Il Paese emotivo senza lavoro
Dietro questa condizione c'è un paradosso economico-sociale, che merita di essere approfondito. L'andamento dell'occupazione in Italia negli ultimi anni è strutturalmente positivo: di solito, ciò si accompagna ad una crescita economica complessiva e ad un miglioramento del sentiment di fiducia nel Paese. Ma stavolta non è così. E lo stesso "successo" dei dati sull'occupazione, letto in controluce, racconta una realtà diversa: perché si tratta di un'occupazione (la nuova) a bassa intensità e di bassa qualità, con meno ore lavorate e più contratti precari. In cifre: se il numero di occupati oggi ha raggiunto e superato il livello pre-crisi (25 milioni e 494mila occupati nel secondo trimestre 2019, circa 90 mila unità in più rispetto al primo trimestre 2008), le ore lavorate sono ancora indietro di ben 600 milioni (10.981 milioni nel secondo trimestre 2019 versus 11.548 milioni nel primo trimestre 2018). Mentre per quanto riguarda la qualità dell'occupazione, è sufficiente ricordare che nel decennio 2008/2018 sono scomparsi dal mercato nazionale più di 1 milione di posti di lavoro a tempo pieno, sostituiti da contratti part-time o atipici caratterizzati da competenze meno qualificate.
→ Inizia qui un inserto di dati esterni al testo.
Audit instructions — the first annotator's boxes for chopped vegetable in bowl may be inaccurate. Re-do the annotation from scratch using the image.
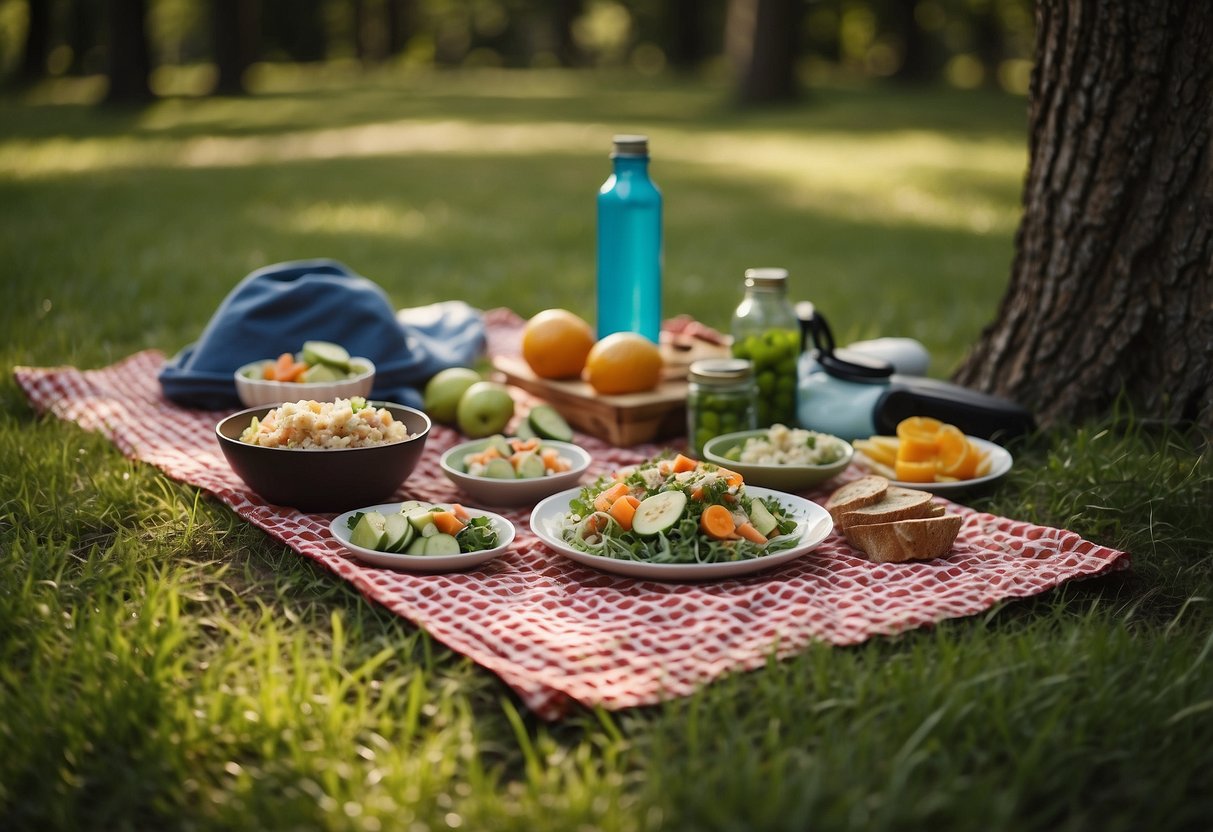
[724,424,847,465]
[556,455,799,564]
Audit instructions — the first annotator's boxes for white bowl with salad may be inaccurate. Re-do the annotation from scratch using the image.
[438,434,591,506]
[329,500,516,572]
[235,341,375,408]
[704,424,855,491]
[530,455,833,581]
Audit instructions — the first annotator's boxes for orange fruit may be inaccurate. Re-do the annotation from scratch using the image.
[896,416,944,462]
[585,332,662,395]
[523,309,594,378]
[935,424,981,479]
[893,460,935,483]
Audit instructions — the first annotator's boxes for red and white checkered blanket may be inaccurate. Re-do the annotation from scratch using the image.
[15,310,1128,719]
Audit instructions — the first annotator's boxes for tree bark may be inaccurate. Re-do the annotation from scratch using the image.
[211,0,257,96]
[956,0,1213,427]
[106,0,152,104]
[724,0,802,104]
[17,0,51,85]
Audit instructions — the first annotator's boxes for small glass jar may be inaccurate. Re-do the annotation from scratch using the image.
[733,268,801,428]
[687,358,757,458]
Per tutte queste ragioni il lavoro - nonostante i numeri generali positivi - è diventato per gli italiani un potente fattore di ansia, di stress, di profonda inquietudine: lavoro che rappresenta "il" pilastro delle nostre comunità, il fattore decisivo del loro livello di benessere e di coesione. Dal rapporto Ipsos, dunque, arriva un segnale chiaro alla politica. Perché si preoccupi non solo della contabilità del lavoro, ama anche della sua emotività.